Writer(s): Jaime Hernandez
Artist(s): Jaime Hernandez
Page count: 120
Year Released: 2006
Status: in print
Original Source: Love and Rockets (vol. 2) 1-4, 6-10
Other Collected Edition(s): n/a
Genres: humor; magic realism; romance/relationships; short stories; slice of life
Recommended for Fans Of:
Possibly Objectionable Material: coarse language; nudity; sexual situations
If You Like This Book, Try:
Also in This Series: Preceded by Dicks and Deedees; followed by The Education of Hopey Glass
The author's regular slice-of-life vignettes take a breather in this volume as Jaime creates another long-form story here in the vein of "The Death of Speedy" and "Wigwam Bam." Ghost of Hoppers begins with Izzy arriving in L.A. to stay with Maggie--now the superintendent of an apartment building in the Valley--for a few weeks, so you know right away that something unsettling is going to occur.
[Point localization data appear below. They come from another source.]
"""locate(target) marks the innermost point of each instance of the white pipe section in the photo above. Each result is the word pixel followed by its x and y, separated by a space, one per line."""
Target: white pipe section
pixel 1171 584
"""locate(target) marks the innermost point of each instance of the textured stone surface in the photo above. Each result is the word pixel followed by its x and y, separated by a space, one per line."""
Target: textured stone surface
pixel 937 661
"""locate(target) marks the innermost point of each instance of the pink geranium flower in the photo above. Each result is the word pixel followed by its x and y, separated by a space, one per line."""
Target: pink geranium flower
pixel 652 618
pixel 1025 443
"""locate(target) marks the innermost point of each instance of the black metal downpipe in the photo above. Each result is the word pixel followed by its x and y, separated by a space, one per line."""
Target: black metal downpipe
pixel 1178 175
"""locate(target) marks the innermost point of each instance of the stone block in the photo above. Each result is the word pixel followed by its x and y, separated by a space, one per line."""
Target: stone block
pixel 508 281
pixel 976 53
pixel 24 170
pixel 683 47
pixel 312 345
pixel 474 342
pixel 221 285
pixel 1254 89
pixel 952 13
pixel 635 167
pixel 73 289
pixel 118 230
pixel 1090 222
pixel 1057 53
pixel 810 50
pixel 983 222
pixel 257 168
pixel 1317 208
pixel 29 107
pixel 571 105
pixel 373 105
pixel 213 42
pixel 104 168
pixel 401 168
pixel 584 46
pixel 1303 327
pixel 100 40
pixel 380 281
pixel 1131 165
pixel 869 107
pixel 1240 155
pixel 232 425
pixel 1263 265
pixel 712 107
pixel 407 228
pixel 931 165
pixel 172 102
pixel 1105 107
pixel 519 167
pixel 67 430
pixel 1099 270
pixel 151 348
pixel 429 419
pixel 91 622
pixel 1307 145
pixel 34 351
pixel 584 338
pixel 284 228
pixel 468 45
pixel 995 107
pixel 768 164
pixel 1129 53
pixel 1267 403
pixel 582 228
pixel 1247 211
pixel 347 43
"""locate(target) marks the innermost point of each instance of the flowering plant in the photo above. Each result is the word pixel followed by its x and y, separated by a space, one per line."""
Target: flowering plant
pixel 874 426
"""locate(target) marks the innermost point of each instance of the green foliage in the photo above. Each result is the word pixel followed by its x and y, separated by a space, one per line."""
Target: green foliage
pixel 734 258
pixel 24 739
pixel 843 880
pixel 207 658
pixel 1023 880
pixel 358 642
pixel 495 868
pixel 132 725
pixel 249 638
Izzy has been invited onto Julie Wree's talk show to discuss her book, and this pisses off Hopey because Julie is one of Hopey's (many) childhood enemies. Hopey's ire is justified when Maggie escorts Izzy to the set and is treated poorly by Julie. But while she's there she meets Vivian, who works for the show as a kind of ring girl, skimpy bikini and all. The two women become friends and start spending time together, even though Maggie learns quickly that trouble follows Vivian around like a shadow. First Vivian is assaulted by Sid, her "boyfriend" who happens to be engaged to another woman (the same woman who cold-cocked Vivian with a beer mug in the bar where Hopey bartends and nearly put Hopey's eye out in the process). Then Vivian tries to take back a small statue she gave to Maggie, because it turns out she stole it from Sid's house while he was in France--but it appears that Izzy took the statue with her when she returned home. Despite all this, Maggie and Vivian start to become more than just friends. Meanwhile, Maggie begins seeing things that don't seem quite real, and it soon becomes clear that something followed Izzy to L.A. from Mrs. Galindo's old house. These experiences prompt within Maggie a conflicted reflection on her youth, and a nostalgic feeling of loss. Finally, when she and Vivian drive back to Hoppers to retrieve Sid's statue from Izzy, Maggie's unease turns to dread as the curse of Mrs. Galindo's house triggers the book's creepy climax.
My Own 2 Cents
The magic realism that suffuses the Love and Rockets series is employed here with startling efficiency. Jaime is a master of creating mood in his comics, and Ghost of Hoppers is one spooky book. Not since "Flies on the Ceiling" has his work been quite so atmospheric. Here, Izzy's nervous breakdowns and frantic sleepwalking episodes remind the reader that Izzy is not just the quirky, amusing character she's seemed to be in her last few appearances. If I were Maggie, just being around Izzy would cause me to start seeing things out of the corner of my eye, too. And as Izzy's stressful visit begins to wear on Maggie, her feelings of displacement and of growing apart from her past are entirely understandable and affecting. What adult hasn't felt this same way? Ghost of Hoppers is a genuine highlight in Jaime's consistently stellar run of books.